In-process monitoring of the melt-pool motion during continuous-wave laser metal deposition

Abstract

Abstract In the field of additive manufacturing (AM), the implementation of real-time monitoring systems is essential to guarantee the quality and repeatability of the manufactured parts. Particularly in the laser metal deposition technique, the dynamics and stability of the molten pool, both geometrically and thermally, have an impact on the microstructural properties and the formation of defects. This article presents a novel technique to track the molten pool in real-time. A middle wavelength infrared (MWIR) camera is used, with a spectral range between 3 and 5 μm. The acquired frames are processed to reduce their dimension using a new strategy based on Superpixels.

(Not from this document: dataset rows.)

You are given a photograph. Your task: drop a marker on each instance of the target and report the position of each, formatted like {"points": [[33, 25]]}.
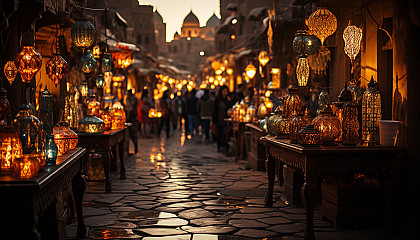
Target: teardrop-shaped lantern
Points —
{"points": [[28, 63], [56, 68], [87, 62], [322, 23], [352, 36], [10, 71]]}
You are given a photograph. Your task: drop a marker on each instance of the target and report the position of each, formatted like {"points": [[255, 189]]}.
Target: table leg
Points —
{"points": [[121, 153], [106, 158], [309, 194], [270, 166], [78, 186]]}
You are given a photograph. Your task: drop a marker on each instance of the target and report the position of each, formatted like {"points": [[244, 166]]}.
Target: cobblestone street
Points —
{"points": [[178, 188]]}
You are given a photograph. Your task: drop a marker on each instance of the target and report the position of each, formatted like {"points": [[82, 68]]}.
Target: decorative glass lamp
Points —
{"points": [[322, 23], [329, 126], [10, 148], [10, 71], [29, 129], [302, 71], [46, 110], [51, 151], [350, 125], [87, 62], [309, 136], [28, 63], [83, 33], [291, 103], [371, 114], [296, 124]]}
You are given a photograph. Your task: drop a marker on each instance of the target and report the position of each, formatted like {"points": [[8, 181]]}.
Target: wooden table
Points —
{"points": [[107, 143], [256, 155], [322, 161], [28, 207]]}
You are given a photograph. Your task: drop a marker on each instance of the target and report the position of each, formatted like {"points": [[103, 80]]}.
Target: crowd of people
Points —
{"points": [[201, 113]]}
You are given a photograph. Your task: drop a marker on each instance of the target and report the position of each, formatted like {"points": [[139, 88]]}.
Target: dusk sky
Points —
{"points": [[174, 12]]}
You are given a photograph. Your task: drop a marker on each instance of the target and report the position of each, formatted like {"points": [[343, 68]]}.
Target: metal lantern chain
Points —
{"points": [[322, 23]]}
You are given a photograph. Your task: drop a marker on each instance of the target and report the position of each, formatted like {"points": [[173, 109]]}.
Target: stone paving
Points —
{"points": [[181, 189]]}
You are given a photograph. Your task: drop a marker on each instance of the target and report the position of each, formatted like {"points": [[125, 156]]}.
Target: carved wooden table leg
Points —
{"points": [[309, 193], [78, 186], [270, 166], [121, 153]]}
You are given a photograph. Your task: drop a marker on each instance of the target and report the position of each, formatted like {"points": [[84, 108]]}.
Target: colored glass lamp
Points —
{"points": [[371, 114]]}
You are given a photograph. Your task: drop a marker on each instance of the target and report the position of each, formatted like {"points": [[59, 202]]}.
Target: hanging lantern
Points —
{"points": [[291, 103], [45, 114], [352, 36], [10, 71], [371, 114], [302, 71], [96, 51], [328, 125], [10, 148], [83, 33], [87, 62], [305, 44], [322, 23], [56, 68], [250, 71], [28, 63], [350, 125], [263, 58]]}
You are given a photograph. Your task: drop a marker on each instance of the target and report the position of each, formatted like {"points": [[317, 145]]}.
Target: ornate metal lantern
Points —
{"points": [[302, 71], [328, 125], [291, 103], [10, 148], [45, 114], [371, 114], [87, 62], [352, 36], [263, 58], [305, 44], [83, 33], [322, 23], [28, 63], [350, 125], [10, 71]]}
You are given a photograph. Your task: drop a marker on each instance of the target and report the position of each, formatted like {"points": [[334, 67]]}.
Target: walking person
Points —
{"points": [[166, 113], [144, 107], [205, 107], [219, 115]]}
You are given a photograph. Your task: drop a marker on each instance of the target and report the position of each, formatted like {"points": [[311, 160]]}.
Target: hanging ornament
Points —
{"points": [[28, 63], [83, 33], [322, 23], [87, 62], [302, 71], [352, 36], [263, 58], [10, 71]]}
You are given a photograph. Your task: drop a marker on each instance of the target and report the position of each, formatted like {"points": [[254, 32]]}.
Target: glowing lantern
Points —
{"points": [[352, 36], [10, 148], [263, 58], [87, 62], [250, 71], [10, 71], [371, 114], [83, 33], [28, 63], [322, 23], [302, 71]]}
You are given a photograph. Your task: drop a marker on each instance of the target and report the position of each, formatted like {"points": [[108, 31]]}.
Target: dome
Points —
{"points": [[157, 16], [191, 20], [213, 21]]}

Traditional pixels are grouped into block-structures that are similar in temperature, optical flow, and spatial position. This guarantees a better adherence to the edges improving the segmentation task. Then, the optical flow of the molten pool is calculated. Throughout this tracking, geometric and thermal features are extracted. The proposed method was evaluated using qualitative and quantitative criteria. The performance of the proposal is compared against benchmark algorithms using standard metrics such as Sub-segmentation Error, Compactness, and Achievable Segmentation Accuracy obtaining better results. The proposal presented is robust to the number of superpixels generated as well as the size of the images. Which provides better performance for in situ monitoring tasks. Our proposal has significant industrial potential for monitoring additive manufacturing processes, as it requires minimal modifications to commercially available industrial machines.